In the presented data update, 29 recipients of allo-HCT that progressed to steroid-dependent or steroid refractory aGvHD (22, classical aGvHD; 2, late-onset aGvHD; 5, aGvHD with overlap syndrome) and had failed 1 to 5 lines (median: 3) of systemic treatments were evaluated after treatment with MaaT013. Each patient received a median of three doses of MaaT013 (range, 1-3) and treatment-based responses were observed seven days after each administration and 28 days after administration of the first dose. Nine patients achieved a complete response (CR), 6 a very good partial response (VGPR), and 2 a partial response (PR) at day 28. All 9 patients with a complete response were still alive at the last follow-up (median FU: 444 days (197-654)), suggesting an extended survival in comparison to historic cohorts. In addition, these patients were able to taper or stop steroids as well as immunosuppressants. Notably, 15 patients were still alive at last follow-up (median FU: 313 days (28-654)) and the 6-month and 12-month overall survival were 52% and 46%, respectively. Overall, the data revealed that restoring the microbiome with a full-ecosystem microbiota restoration biotherapeutic provided a positive impact for a majority of the patients and the safety of MaaT013 was satisfactory for all patients.

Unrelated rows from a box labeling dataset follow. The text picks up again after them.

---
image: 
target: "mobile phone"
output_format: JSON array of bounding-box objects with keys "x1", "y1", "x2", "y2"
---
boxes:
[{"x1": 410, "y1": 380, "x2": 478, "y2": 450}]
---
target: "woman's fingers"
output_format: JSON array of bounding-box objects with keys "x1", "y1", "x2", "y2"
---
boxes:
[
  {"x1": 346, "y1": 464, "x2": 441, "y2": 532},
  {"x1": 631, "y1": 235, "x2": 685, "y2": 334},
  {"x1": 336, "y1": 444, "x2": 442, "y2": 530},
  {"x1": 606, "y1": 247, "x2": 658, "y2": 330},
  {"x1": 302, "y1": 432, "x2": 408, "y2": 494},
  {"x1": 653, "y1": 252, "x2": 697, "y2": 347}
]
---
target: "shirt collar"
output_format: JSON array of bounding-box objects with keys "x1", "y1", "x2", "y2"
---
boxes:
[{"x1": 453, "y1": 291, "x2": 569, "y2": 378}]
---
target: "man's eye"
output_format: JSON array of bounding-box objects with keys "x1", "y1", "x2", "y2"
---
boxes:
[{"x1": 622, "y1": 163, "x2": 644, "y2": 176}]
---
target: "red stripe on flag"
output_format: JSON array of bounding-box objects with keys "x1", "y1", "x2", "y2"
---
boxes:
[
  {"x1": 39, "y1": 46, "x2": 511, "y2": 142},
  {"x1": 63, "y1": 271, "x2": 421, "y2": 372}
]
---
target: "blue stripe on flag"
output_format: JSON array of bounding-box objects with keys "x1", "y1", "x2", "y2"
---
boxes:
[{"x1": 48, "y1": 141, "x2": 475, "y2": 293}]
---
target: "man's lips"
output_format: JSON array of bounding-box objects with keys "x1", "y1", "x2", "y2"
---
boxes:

"These additional positive data from the compassionate use program further support the potential of MaaT Pharma’s products, targeting restoration of a functional gut to treat severe and life-threatening diseases," said John Weinberg, MD, Chief Medical Officer of MaaT Pharma. "Seeing the clinical benefit of MaaT013 together with its continued tolerability profile, we believe that our approach can truly make a difference for aGvHD patients. Additionally, we expect the readout from HERACLES, our fully enrolled Phase 2 trial of MaaT013 in steroid-refractory, GI-predominant aGvHD patients, early next year. This will provide a more complete picture of the potential of our product across clinical settings."

About MaaT013

MaaT013 is a full-ecosystem, off-the-shelf, standardized, pooled-donor, high-richness microbiome biotherapeutic in enema formulation. The product has a stability of up to 24 months and is characterized by a high diversity and consistent richness of microbial species. MaaT013 has been granted Orphan Drug Designation by the US Food and Drug Administration (FDA) and the European Medicines Agency (EMA). MaaT013 is currently being investigated in a Phase 2 clinical trial (NCT03359980) to evaluate its safety and efficacy in steroid-refractory, GI aGvHD patients.